Ahmet Rasim`den Köprüye çıkış

Zanpara davet eder de ortaya bir küp getirilir. Tırayaki Himmet Dayı, Bekri Mustafa, Rezakîzade Tarçın Bey, Bastırnacı Yedibela, Hacivat Karagöz içine girerler sonra baskın olur da birer birer çıkarlar. Ha o oyun, Ha Şirketi Hayriye vapurlarından köprüye çıkış. Bir gürültü, bir patırtı..
– Varda.
– Savulun
– Aman nasırım
– Oğlan gitme ezilirsin.
– Ne istiyorsun be!
– Hişt bana bak.
– Acelen ne, patladın mı?
– Kadınlar! Acele etmeyin.
– Hamal, hamal
– Anne , aman anneciğim, anneciğim.
– Hanım!
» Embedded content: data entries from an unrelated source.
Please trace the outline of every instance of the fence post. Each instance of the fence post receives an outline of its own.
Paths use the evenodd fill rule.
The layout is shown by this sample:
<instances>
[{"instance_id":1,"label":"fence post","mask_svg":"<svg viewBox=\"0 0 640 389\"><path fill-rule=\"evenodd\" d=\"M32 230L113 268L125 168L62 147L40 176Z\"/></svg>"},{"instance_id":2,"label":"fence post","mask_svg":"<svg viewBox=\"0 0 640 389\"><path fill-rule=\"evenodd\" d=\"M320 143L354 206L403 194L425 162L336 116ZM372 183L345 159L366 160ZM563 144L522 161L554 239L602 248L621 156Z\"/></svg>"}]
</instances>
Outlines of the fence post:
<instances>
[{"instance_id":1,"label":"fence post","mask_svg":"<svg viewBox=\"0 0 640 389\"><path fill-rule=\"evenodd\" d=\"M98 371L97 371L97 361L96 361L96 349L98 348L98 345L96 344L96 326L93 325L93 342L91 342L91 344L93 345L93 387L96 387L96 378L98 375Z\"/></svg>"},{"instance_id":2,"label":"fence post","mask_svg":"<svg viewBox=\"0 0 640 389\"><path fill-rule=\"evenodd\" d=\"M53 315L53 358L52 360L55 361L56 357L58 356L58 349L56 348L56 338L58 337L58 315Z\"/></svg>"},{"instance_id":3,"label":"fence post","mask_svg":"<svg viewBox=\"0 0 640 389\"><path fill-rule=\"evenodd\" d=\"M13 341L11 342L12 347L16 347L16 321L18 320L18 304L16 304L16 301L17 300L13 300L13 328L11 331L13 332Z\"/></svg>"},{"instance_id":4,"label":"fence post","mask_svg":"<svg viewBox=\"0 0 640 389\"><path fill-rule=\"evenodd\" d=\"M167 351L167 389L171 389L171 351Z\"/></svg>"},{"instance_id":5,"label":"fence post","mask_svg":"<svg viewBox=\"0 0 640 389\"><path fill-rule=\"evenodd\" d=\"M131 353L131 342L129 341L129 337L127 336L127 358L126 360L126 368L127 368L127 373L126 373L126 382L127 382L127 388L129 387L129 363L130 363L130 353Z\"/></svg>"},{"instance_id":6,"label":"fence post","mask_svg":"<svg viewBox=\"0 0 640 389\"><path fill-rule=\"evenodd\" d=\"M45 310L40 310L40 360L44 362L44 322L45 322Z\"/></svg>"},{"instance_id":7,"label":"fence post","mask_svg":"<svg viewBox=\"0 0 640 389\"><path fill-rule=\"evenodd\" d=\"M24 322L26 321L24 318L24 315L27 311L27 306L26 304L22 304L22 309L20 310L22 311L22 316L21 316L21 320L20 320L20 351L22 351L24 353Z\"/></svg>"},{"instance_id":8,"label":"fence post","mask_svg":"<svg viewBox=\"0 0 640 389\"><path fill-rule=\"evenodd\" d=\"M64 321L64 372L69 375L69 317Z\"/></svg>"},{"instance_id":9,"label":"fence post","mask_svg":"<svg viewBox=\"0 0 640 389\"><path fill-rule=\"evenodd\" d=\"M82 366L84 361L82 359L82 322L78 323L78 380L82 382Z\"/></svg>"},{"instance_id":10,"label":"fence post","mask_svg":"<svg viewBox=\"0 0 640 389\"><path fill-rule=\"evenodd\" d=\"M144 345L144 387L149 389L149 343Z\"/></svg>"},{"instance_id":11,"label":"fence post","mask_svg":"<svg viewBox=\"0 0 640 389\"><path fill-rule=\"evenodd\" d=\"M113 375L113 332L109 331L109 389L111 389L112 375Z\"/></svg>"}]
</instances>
Ne itip kakıştırıyorsun, ayıbtır.
– Ayıb sana! Torba kadar da sakalı var.
– Şimdi… İneceğim..
– Olurrr..
– Bum! Yedi ise yangındır.
– Beyefendi! Olur rezalet değil! Teesüf olunur.
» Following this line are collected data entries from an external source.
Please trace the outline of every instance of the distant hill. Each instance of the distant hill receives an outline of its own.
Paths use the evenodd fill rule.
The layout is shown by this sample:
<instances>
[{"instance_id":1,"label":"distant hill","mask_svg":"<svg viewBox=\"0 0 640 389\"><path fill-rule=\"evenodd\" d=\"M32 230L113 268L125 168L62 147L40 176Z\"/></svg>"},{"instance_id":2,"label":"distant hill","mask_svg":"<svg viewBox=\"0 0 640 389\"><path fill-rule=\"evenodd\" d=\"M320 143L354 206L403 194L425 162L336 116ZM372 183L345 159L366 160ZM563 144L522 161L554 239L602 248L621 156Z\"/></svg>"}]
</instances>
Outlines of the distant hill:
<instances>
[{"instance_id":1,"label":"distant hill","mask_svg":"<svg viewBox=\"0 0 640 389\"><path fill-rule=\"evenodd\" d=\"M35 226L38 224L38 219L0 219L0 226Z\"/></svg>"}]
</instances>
– Huu! Erkekler, durun bakayın geçeceğim.
– Sana söylüyorum. Kazık gibi önümde ne duruyorsun?
– Ahmed! Bas!
– Allah vere; sarrafı kaçırmıya idik.
– Enginarı mı soruyorsun, on iki para.
– Vay! Herifin ayağı ayak değil, Tokmak. Serçe parmağım gitti.
– Ha göreyim seni! Biraz daha karıştır, karıştır da beraber düşelim.
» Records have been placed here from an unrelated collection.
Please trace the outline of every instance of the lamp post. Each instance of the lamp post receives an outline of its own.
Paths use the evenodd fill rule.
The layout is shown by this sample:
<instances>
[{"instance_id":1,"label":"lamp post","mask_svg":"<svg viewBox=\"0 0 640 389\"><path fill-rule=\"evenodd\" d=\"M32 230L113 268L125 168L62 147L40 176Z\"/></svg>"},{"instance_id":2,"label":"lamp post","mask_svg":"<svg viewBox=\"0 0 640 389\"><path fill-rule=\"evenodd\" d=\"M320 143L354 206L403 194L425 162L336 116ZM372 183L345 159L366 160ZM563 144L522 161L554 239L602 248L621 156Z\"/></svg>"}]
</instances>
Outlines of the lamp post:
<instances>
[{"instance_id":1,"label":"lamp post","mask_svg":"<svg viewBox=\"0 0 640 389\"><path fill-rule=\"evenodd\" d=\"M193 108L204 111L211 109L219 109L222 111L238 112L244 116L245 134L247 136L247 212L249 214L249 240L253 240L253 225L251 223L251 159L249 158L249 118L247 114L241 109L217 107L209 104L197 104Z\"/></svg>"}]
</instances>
– Birader önünü ilikle çarparlar.
– Efendim! Anlamıyorlar, yeni hisleri anlamıyorlar vesselam.
– Amma tuhaf ha! Koca rıhtım yıkılsın da bir kişinin burnu kanamasın, şaşılacak şey!
– Bir para vermem.Kazansın yesin.
– Ne demek! Artık gazel yazamayacak mıyız? Edebiyatta mı şıklaştı.
– Otuz iki senedir şunun şurasındayım. Bana bir kimse gözün üstünde kaşın var demedi.
– Ayol ayol! Mamadadıya yol verin.
– Hayır Kabil değil, Mutlaka Amerika galib gelecek.
– Akşam oldu mu iki tane çakmalıyım.
– Oooo valdede ki boya bak.
– Kapı mı efendim, beş buçukta!
– Estağfirullah efendim, kulunuzu mahcub buyuruyorsunuz.
– Ah, geçen gün gördüm. Vah! Ben böyle sevdaya uğramadımdı!
– Dün sabah kandilleri geçtik. Bizim Ahmed Reis Allah için reisdir.
– Miyan üç değil.Muahyyer, sonra tiz gerdaniye bulup.
– O kalıplar bize gelmez, on iki okkalık.
– Oh vay canına yandığım! Hele kurtuldum.